A l’opposé Saint-Martin estime avoir besoin des fonds structurels européens et a préféré devenir une Région ultrapériphérique de l’Union européenne.
Au final, en obtenant leur indépendance de la Guadeloupe, ces deux territoires ont choisi leur interdépendance dans une relation directe avec la France et une révision de leur rapport à l’Union européenne, notamment pour Saint-Barthélemy qui, en droit et en pratique, est plus autonome que l’autre île du nord.
. Dans quels secteurs l’autonomie pourrait-elle être demandée par les élus de Guadeloupe ?
Les exemples qui précèdent montrent que les secteurs de l’autonomie dépendent d’abord de la volonté des acteurs locaux mais aussi de l’accord des autorités étatiques.
Dans le contexte actuel, certains seraient tentés de proposer la santé dans la mesure où la maîtrise du secteur favoriserait une offre politique correspondant à la demande sociale de refus du vaccin. Pas sûr ! L’exercice de la responsabilité que permet l’autonomie modifie le rapport au pouvoir. La Polynésie a cette compétence. Ses élus n’ont pas hésité à proposer une vaccination obligatoire pour tous.

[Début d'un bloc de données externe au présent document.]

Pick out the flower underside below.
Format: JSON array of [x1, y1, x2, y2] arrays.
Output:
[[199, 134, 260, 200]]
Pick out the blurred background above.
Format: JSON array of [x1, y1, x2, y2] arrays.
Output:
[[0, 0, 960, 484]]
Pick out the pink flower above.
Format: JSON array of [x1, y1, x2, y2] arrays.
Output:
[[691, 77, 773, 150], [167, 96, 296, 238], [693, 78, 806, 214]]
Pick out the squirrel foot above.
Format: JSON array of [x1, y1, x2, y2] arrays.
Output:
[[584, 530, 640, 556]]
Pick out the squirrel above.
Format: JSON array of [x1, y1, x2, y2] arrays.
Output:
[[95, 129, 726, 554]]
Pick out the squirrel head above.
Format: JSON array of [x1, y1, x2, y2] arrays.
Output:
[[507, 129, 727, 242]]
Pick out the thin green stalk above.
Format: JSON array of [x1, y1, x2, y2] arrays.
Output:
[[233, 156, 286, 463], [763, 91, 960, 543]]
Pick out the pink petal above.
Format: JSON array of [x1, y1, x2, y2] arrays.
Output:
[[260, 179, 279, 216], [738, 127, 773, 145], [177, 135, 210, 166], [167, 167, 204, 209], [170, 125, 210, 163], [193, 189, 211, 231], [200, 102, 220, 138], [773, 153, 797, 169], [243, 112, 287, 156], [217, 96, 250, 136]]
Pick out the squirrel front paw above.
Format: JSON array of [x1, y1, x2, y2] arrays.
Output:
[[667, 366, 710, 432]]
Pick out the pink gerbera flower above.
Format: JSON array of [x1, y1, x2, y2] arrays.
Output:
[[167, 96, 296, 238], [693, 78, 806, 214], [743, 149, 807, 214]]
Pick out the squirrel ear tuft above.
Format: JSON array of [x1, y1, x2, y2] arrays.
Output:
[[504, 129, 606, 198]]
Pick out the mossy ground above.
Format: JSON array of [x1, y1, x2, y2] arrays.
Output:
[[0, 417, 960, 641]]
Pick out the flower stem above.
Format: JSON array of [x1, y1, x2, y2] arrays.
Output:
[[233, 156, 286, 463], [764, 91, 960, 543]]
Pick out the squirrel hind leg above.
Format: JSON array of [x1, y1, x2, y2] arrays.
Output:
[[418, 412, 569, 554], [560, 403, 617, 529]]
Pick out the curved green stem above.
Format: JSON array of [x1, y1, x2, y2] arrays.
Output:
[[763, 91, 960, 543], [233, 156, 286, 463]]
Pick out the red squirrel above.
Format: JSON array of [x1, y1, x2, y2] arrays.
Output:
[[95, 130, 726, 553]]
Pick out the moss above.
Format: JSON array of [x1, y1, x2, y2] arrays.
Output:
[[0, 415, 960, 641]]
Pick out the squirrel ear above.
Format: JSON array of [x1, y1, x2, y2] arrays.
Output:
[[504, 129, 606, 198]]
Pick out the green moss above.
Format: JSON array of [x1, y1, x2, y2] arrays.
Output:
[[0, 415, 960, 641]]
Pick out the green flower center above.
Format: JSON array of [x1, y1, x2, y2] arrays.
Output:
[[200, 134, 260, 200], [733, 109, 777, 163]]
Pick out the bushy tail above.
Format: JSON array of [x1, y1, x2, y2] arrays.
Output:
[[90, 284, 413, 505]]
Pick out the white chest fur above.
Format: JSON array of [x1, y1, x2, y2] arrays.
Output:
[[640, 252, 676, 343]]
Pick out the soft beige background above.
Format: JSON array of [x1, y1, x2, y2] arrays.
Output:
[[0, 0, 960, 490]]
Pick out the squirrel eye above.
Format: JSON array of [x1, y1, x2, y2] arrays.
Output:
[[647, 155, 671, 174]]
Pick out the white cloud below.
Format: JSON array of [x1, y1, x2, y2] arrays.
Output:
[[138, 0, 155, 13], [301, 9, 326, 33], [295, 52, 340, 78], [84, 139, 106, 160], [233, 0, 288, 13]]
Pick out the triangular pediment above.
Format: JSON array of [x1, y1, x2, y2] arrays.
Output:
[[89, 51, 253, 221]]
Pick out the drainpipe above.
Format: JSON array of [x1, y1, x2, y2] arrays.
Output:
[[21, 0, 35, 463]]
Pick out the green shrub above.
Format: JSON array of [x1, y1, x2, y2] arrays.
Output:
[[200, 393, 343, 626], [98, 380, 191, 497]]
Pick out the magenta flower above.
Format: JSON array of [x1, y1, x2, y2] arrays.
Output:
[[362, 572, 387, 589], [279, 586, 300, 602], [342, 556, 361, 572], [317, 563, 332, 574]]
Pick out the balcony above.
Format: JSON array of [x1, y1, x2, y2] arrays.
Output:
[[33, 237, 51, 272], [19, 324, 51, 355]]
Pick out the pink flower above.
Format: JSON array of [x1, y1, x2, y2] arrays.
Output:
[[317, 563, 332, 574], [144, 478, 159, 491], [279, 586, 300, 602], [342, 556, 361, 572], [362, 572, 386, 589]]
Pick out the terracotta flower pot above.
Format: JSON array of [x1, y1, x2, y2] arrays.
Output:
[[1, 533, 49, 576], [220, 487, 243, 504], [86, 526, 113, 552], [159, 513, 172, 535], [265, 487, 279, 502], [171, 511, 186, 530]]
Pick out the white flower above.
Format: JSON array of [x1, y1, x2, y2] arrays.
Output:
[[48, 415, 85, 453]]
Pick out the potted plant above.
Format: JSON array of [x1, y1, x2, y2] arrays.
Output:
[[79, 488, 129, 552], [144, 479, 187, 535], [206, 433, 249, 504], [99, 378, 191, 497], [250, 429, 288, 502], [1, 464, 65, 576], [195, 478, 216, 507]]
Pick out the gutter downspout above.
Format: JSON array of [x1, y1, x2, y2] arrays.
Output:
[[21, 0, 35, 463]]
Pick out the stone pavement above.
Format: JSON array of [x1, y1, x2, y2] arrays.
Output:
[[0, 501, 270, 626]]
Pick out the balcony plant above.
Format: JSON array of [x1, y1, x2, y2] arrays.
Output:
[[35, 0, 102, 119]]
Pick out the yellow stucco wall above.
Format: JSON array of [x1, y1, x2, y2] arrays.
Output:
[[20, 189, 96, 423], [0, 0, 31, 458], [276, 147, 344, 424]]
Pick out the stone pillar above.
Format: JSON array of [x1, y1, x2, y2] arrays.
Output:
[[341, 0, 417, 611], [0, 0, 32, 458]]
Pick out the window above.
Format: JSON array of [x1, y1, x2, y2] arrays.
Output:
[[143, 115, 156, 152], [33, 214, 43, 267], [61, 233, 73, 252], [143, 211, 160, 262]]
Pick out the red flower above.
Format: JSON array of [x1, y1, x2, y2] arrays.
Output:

Dans leur réponse au mouvement social, les élus guadeloupéens proposent d’être associé à la direction de l’ARS. Ils ne demandent pas le contrôle de l’agence. La santé est un domaine sensible, coûteux, où l’expertise et la technicité requièrent des moyens importants.

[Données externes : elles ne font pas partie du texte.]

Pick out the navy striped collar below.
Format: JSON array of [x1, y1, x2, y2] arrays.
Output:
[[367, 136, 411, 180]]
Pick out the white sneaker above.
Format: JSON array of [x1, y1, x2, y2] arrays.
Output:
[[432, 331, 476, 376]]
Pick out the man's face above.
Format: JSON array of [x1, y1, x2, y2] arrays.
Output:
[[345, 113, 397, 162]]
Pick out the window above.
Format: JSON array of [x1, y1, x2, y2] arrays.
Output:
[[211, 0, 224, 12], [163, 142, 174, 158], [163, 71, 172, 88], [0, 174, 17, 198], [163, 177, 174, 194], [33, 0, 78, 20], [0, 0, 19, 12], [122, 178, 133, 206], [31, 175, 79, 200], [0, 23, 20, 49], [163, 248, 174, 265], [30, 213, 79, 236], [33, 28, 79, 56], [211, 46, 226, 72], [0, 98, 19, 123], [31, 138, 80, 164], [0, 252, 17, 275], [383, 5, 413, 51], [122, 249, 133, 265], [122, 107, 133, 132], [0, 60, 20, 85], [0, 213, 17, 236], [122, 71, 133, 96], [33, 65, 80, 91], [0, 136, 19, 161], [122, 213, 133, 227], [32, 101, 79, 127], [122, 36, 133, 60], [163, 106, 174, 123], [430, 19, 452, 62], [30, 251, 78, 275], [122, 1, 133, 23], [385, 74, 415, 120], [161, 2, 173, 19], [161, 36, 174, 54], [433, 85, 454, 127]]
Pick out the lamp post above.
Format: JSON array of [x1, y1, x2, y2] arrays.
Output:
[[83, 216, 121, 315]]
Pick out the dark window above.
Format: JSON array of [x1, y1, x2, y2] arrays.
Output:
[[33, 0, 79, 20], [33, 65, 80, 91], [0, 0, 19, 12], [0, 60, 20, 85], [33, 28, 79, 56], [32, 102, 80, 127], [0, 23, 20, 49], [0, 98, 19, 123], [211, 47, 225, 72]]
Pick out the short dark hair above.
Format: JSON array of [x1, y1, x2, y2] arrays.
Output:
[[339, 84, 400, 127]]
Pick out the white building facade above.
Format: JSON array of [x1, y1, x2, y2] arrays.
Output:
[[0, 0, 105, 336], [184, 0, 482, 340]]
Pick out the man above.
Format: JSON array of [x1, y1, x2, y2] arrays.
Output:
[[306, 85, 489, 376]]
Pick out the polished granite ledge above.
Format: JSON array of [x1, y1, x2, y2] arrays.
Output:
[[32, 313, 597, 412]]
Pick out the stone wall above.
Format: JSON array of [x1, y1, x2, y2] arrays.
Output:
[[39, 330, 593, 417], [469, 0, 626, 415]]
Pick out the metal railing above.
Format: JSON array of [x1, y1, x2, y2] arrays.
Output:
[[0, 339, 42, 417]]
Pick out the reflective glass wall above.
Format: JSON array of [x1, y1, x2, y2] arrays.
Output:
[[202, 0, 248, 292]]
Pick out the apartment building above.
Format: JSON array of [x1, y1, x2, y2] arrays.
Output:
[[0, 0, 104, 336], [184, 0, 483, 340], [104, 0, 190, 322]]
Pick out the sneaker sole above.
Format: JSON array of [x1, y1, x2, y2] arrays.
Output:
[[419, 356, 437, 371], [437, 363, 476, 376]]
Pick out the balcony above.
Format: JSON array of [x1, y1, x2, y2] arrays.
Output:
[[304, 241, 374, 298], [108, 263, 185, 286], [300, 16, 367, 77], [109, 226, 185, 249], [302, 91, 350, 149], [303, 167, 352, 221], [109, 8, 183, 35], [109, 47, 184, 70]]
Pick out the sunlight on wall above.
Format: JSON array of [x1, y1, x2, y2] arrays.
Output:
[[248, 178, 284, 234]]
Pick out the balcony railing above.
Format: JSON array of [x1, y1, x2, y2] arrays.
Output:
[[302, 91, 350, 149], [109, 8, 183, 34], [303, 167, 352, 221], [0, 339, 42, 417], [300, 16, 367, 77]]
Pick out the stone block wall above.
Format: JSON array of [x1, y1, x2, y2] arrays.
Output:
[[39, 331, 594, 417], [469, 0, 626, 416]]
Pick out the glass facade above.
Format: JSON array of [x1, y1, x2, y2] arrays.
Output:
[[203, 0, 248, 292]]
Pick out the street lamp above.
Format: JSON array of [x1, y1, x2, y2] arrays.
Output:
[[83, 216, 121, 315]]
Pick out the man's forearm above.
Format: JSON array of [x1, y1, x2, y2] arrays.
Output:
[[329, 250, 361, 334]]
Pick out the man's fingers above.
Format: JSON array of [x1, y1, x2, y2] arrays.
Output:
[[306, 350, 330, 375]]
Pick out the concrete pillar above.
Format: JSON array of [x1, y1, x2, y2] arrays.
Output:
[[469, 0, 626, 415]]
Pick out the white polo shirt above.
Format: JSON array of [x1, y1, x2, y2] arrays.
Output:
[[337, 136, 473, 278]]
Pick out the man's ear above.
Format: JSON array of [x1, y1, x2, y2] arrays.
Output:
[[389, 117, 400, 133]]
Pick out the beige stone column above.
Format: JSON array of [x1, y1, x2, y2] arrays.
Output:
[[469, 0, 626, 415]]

Il faut un statut fiscal. Il est souhaitable aussi d’avoir une plus grande maîtrise des marchés publics qui, sans verser dans le clientélisme et dans l’incompétence, doit permettre un accès préférentiel aux entreprises locales.
. L’Etat financerait-il les projets d’une Guadeloupe autonome ?

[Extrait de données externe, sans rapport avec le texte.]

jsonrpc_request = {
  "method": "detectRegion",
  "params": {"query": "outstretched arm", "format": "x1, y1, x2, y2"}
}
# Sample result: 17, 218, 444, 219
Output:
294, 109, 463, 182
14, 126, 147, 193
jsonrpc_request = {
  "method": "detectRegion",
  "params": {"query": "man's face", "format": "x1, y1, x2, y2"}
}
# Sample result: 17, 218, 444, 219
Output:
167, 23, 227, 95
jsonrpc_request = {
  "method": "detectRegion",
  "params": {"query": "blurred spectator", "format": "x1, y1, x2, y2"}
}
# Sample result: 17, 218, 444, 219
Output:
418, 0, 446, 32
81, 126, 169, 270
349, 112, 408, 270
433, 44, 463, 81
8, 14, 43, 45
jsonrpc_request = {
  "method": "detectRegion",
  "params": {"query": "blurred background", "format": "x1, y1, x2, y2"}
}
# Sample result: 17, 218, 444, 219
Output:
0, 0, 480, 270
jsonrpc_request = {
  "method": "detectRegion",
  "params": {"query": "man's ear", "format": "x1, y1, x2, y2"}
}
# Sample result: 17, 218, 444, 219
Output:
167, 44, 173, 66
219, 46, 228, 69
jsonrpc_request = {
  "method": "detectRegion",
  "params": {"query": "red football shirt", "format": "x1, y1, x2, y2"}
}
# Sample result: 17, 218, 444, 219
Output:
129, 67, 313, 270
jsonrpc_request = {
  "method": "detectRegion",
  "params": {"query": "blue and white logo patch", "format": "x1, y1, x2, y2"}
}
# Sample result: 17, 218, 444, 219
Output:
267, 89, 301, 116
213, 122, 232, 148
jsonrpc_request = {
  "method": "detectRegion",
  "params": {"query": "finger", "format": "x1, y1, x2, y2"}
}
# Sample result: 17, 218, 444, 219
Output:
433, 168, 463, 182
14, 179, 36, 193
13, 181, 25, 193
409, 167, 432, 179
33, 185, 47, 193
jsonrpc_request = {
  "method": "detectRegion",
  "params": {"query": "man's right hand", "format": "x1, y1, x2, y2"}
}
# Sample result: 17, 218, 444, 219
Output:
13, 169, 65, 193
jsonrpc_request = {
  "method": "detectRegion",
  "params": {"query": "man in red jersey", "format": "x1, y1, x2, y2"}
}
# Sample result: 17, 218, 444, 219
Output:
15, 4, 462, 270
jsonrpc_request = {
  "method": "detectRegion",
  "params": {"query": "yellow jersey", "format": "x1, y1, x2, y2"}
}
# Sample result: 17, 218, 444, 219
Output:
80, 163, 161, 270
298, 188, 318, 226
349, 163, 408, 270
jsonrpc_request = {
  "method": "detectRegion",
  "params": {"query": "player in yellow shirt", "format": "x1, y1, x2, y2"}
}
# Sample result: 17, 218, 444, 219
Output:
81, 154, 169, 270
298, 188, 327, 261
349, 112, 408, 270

Je pense que l’Etat pourrait accompagner le mouvement comme il l’a fait pour Saint-Martin et Saint-Barthélemy. « Plus de liberté et moins d’égalité », a déclaré le ministre. Approche discutable, car la citoyenneté garanti l’égalité des devoirs et des droits fondamentaux. En réalité, l’autonomie est peut-être la formule qui convient à la fois aux élus et à l’Etat.
Le système actuel a atteint ses limites, non pas parce que nous avons épuisé les possibilités qu’il offre. Il a atteint ses limites parce qu’il encourage l’irresponsabilité.
La dépendance-ressource ne favorise pas l’initiative parce que l’Etat est omniprésent. Il est le recours permanent, y compris pour ceux qui le contestent. Paradoxalement, la contestation a pour effet de renforcer sa présence dans le jeu social. Les événements de 2009 en témoignent.
Dans un tel contexte, l’autonomie est le moyen d’auto-centrer la société guadeloupéenne sans rupture politique avec la France.
C’est vraisemblablement la formule politique la moins coûteuse pour l’Etat. Pour les élus, c’est l’opportunité d’une plus grande responsabilité politique dans une dépendance repensée.